A node going NotReady on a 3-node cluster means losing a third of compute capacity. This workflow catches it faster than waiting for pods to fail and Uptime Kuma to detect endpoint outages.

Workflow 3: Pod CrashLoop Detector

Schedule: Every 10 minutes

Scans all namespaces for pods with restartCount > 5 or in CrashLoopBackOff state. Includes the pod name, namespace, restart count, and last termination reason in the alert.

A pod in CrashLoopBackOff is Kubernetes trying to restart a failing container with exponential backoff. By the time the backoff reaches 5 minutes, the service has been degraded for a while. This workflow catches it early.
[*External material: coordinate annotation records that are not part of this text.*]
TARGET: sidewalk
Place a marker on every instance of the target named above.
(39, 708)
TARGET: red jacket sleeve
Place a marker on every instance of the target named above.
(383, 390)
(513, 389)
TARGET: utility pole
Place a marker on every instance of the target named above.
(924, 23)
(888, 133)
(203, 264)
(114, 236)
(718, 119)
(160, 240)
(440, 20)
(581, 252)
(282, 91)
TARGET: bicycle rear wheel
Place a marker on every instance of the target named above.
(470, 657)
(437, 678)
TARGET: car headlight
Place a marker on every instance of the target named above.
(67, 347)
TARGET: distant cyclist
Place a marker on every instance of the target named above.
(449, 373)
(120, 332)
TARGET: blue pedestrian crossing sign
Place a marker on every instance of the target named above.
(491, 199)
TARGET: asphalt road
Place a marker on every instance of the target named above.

Workflow 4: TLS Certificate Expiry Monitor

Schedule: Daily at 8:00 AM

Runs kubectl get certificates -A -o json and checks each certificate’s notAfter date. Alerts if any certificate expires within 14 days.

cert-manager handles automatic renewal, but sometimes things go wrong — the ACME challenge fails, the ClusterIssuer has an issue, or a certificate gets stuck in a False ready state. This workflow is the safety net.
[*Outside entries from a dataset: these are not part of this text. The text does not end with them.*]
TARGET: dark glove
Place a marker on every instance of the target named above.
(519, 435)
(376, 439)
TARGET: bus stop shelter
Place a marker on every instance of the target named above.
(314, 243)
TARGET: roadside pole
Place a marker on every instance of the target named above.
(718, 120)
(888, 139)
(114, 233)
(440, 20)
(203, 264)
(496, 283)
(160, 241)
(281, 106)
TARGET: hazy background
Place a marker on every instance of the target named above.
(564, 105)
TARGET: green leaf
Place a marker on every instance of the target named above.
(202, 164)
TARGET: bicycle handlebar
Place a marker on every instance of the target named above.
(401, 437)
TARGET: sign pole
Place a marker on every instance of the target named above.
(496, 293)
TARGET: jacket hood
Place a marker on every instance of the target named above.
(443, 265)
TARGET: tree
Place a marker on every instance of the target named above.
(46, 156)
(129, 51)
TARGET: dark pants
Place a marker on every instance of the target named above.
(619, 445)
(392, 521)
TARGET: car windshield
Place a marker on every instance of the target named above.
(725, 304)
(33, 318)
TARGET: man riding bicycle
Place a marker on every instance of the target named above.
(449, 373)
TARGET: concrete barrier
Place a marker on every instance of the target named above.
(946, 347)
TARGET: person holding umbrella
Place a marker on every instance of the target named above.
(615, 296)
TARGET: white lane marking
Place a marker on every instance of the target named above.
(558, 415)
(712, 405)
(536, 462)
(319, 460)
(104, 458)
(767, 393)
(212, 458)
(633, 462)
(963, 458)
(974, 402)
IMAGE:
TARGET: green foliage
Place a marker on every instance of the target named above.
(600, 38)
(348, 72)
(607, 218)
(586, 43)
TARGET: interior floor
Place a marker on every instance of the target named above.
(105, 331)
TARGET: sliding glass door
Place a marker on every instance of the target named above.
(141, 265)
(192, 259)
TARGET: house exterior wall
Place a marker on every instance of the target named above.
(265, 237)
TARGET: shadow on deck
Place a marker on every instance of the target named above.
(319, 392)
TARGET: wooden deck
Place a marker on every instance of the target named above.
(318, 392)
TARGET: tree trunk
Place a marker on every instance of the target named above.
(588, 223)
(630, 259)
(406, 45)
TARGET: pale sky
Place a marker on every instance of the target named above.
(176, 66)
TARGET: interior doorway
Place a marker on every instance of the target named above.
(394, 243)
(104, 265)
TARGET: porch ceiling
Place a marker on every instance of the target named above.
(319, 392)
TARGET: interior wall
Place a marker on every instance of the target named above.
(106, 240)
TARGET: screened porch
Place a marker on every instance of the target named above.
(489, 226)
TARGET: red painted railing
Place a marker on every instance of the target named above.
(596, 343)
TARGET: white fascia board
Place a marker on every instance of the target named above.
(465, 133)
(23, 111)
Workflow 5: Backup Verification

Schedule: Daily at 10:00 AM (after backups run at 2-3 AM)

Checks that every backup CronJob ran successfully in the last 24 hours. Looks at kubectl get jobs for each namespace and verifies at least one completed successfully.

The backup system uses Uptime Kuma push monitors as heartbeats, but this workflow provides a second verification layer — it checks the actual Kubernetes Job status rather than relying on the heartbeat reaching Uptime Kuma.
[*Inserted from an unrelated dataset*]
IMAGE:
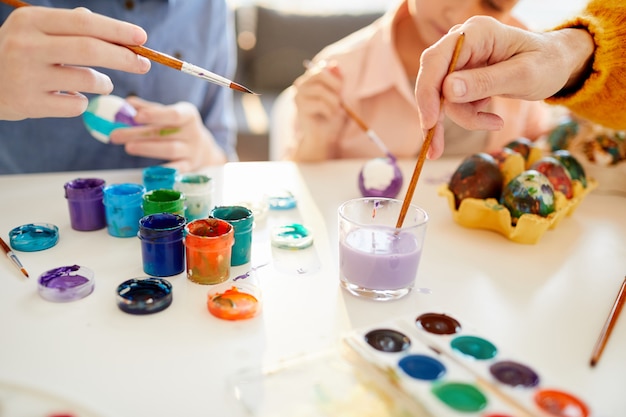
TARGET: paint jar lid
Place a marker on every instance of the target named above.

Workflow 6: Disk & PVC Usage Monitor

Schedule: Every 30 minutes

SSHs into the master and runs df -h on each node (master directly, workers via kubectl exec on DaemonSet pods). Also checks PVC usage via kubectl exec into application pods. Alerts when disk usage exceeds 80%.

The local-path provisioner stores PVC data on node disks. If a node’s disk fills up, every PVC on that node stops working — databases crash, backups fail, pods get evicted. This workflow prevents that scenario.

Workflow 7: Daily Infrastructure Summary

Schedule: Daily at 9:00 AM

This is the “all clear” workflow. It collects health data from all six areas (nodes, apps, certificates, backups, disk, PVCs) and sends a single summary message:

📊 Daily Infrastructure Summary

Nodes: 3/3 Ready ✅
Apps: 9/9 Synced + Healthy ✅
Certs: 12/12 Valid (nearest expiry: 67 days) ✅
Backups: 8/8 ran in last 24h ✅
Disk: master 45% | worker-1 38% | worker-2 41% ✅

No issues detected.

Silence from the alert workflows could mean “everything is fine” or “the monitoring itself is broken.” The daily summary eliminates that ambiguity — if I don’t get it at 9 AM, something is wrong with n8n itself.

Signal Over Email or Slack

I chose Signal for alerts because:

Self-hosted relay: The signal-cli-rest-api container runs in my cluster — no third-party service
Instant delivery: Push notifications hit my phone immediately
No noise: Signal isn’t cluttered with work messages like Slack or email
End-to-end encrypted: Alert messages with service names and status stay private

The Signal API is simple — an HTTP POST with the recipient number and message text. n8n’s HTTP Request node handles it natively.

The Cost of Not Automating

Before these workflows, I found out about issues when users complained or when I happened to check the ArgoCD UI. Once, a backup CronJob failed silently for 22 hours because the Uptime Kuma heartbeat wget returned a 404 (a SQLite bug in Uptime Kuma), making the container exit non-zero. Kubernetes retried 6 times, each time re-running the full backup unnecessarily.

That incident led to two changes: the n8n backup verification workflow, and making heartbeat pushes non-fatal in all backup scripts (|| echo "WARNING: heartbeat push failed").